Materials and methods

Data retrieval (literature mining)

The experimentally approved anti-pneumonia AMPs for the viral pathogens (Respiratory syncytial virus, Influenza A and B viruses) were recovered from the antimicrobial peptide databases, for example, Antimicrobial Peptides Database (APD3)19,20, Collection of Antimicrobial Peptides (CAMP)21, and Anti-viral peptides databases (AVPDB)22. Curation was carried out through literature mining to affirm that all the recovered AMPs were either experimentally approved or anticipated. Duplicate experimentally validated AMPs were then removed from the recovered list utilizing the Cluster Database at High Identity with Tolerance (CD-HIT)23.

Training and testing datasets (data mining)

The final list of the experimentally validated AMPs was sorted by their particular pathogenic strains with INFA—anti-Influenza A; INFB—anti-Influenza B; and RSV-anti-Respiratory Syncytial Virus24,25,26. Every classification of the strain-specific datasets was arbitrarily separated into two subsets: seventy-five percent of every dataset was used as the training set (to assemble each profile). At the same time, one-quarter was utilized as the testing dataset.

Construction of AMPs profiles (text mining)

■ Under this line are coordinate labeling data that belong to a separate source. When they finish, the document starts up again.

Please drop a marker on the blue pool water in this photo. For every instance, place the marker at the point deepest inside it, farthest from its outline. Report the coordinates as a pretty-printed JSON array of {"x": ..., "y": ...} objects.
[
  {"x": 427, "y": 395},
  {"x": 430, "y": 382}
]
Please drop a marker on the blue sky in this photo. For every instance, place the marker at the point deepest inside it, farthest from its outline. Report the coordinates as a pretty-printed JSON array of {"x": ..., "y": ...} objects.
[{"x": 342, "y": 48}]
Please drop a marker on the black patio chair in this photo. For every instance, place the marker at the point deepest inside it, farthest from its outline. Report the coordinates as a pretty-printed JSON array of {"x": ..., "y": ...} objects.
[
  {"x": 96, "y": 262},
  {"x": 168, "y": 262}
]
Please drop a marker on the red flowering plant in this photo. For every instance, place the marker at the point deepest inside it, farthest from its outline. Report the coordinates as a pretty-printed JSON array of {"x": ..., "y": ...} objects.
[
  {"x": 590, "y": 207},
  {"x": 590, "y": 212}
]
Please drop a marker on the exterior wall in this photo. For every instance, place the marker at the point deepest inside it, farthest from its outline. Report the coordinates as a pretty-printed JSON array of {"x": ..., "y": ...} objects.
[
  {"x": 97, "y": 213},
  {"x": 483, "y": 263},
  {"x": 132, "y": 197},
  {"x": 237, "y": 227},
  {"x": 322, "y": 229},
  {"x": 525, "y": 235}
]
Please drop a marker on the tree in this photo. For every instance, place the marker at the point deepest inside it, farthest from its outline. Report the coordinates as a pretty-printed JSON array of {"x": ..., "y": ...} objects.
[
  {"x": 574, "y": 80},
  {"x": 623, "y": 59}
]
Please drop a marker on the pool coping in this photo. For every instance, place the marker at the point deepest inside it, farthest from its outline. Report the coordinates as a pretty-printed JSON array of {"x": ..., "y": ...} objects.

The HMMER algorithm version 2.3.227 was utilized to build detailed pathogen-targeted models/profiles utilizing the training datasets. All the HMM profiles were constructed on the Ubuntu 12.04 LTS operating system. The assignment was cultivated on a terminal, and the command lines used to fabricate each profile was composed by the corresponding algorithm and the means associated with their development were as beneath:For the initial step, the training datasets of each target class were adjusted utilizing the ClustalW alignment device28. The task was carried out utilizing the command line:

figure a

The command line essentially states do an alignment of the sequences which are in the capitalized form found in the input record “target class.fasta” with the FastA, utilizing ClustalW as numerous alignment instruments and GCG Postscript yield for graphical printing. The command’s yield brings about the development of adjusted sequences, called “target class.msf”. The modified sequences were utilized as a contribution to the subsequent stage.

The subsequent stage upgrades the development of the profiles of the target class sequences by indicating the normal motifs/signatures inside the profiles. To accomplish this, the “Build profiles” was run utilizing the accompanying command line:

figure b

To improve the sensitivity of the profiles, the document created (target class. hmm) from the profile building step was constructed by utilizing the order line:

figure c

The subsequent profiles “target class.hmm” was utilized in assessing the profiles execution by testing the built profiles on a free AMP dataset.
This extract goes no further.